Und gerade hinter die Theorie mit den Bediensteten müsse man sicher Fragezeichen setzen: «Mode orientierte sich damals kaum an den Bedürfnissen der Angestellten.»
Verwechslungen ausgeschlossen
Einen praktischen Nutzen hatten die unterschiedlichen Knopfleisten allemal: Es konnte keine Verwechslungen geben. «Auch das muss man im historischen Kontext sehen», sagt Andrea Krieg: «Die Formsprache von Damen- und Herrenbekleidung war damals noch sehr ähnlich.»
Die Formsprache von Damen- und Herrenbekleidung war damals noch sehr ähnlich.
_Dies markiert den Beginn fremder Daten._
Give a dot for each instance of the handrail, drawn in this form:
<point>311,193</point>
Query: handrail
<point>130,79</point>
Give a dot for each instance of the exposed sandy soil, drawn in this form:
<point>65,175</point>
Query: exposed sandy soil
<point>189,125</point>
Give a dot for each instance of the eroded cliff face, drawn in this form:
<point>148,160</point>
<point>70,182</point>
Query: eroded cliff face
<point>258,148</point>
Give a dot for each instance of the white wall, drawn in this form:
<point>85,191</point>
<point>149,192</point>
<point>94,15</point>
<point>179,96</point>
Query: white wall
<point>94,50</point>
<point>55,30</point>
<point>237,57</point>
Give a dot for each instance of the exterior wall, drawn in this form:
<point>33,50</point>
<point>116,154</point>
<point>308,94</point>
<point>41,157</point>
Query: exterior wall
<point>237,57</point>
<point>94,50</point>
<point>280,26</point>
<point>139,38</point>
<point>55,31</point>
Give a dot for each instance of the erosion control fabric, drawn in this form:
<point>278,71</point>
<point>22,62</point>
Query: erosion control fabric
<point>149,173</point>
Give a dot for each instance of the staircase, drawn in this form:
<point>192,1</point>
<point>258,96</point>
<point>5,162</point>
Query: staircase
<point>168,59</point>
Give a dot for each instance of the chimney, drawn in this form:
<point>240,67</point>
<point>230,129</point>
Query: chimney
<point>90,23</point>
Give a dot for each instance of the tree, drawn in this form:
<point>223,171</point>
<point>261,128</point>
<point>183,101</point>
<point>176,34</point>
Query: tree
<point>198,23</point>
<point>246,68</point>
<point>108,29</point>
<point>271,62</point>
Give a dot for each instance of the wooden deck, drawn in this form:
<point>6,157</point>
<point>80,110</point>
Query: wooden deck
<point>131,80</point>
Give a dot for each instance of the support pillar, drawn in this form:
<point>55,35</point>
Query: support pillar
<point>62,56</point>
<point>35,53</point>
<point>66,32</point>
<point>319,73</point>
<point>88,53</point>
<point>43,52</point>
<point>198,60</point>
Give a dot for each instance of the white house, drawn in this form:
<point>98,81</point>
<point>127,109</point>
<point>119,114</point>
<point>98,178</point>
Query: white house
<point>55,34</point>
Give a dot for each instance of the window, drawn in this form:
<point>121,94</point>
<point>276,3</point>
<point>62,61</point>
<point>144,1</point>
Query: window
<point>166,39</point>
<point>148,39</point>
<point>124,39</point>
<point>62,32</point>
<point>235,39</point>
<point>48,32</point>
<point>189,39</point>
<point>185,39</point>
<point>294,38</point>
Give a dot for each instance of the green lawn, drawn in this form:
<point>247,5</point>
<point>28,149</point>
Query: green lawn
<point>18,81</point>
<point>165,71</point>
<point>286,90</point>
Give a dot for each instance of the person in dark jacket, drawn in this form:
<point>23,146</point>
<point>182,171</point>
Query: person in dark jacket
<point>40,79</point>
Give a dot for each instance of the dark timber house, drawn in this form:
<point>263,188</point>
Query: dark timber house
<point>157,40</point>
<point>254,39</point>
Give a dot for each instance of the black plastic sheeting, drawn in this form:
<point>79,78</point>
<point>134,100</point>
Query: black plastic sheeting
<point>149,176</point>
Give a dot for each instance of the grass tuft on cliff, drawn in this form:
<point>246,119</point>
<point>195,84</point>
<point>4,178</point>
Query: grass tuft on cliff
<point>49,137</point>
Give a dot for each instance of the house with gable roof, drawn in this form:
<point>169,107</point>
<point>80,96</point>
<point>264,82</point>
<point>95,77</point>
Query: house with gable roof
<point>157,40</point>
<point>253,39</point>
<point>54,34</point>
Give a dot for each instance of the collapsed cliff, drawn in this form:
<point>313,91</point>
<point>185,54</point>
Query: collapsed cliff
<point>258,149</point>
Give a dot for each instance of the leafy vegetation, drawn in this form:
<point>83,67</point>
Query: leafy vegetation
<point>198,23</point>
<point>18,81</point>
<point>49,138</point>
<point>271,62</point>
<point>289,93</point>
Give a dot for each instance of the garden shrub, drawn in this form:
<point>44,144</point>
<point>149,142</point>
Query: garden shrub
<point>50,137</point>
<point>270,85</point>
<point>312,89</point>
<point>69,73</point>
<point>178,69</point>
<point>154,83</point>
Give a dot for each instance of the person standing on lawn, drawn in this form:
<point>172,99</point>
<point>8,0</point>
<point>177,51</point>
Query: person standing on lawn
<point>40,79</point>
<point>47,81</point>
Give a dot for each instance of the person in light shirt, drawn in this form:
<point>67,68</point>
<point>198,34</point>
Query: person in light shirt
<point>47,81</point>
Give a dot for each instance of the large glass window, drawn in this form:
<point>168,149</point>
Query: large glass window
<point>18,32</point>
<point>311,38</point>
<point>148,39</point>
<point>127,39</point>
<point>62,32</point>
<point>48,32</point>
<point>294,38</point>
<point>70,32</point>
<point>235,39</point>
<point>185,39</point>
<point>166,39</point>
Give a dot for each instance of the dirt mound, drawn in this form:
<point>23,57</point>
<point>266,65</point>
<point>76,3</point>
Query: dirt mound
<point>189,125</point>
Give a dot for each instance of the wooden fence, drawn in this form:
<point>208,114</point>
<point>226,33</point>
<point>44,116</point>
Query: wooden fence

Heute beschäftigt sich die Mode-Branche auch mit der Frage, auf welcher Seite die Knopfleiste sein soll. Dies aber vor allem bei geschlechtsneutraler Unisex-Kleidung. Die Tradition, dass Frauen von rechts nach links und Männer von links nach rechts zuknöpfen, weicht sich also auf.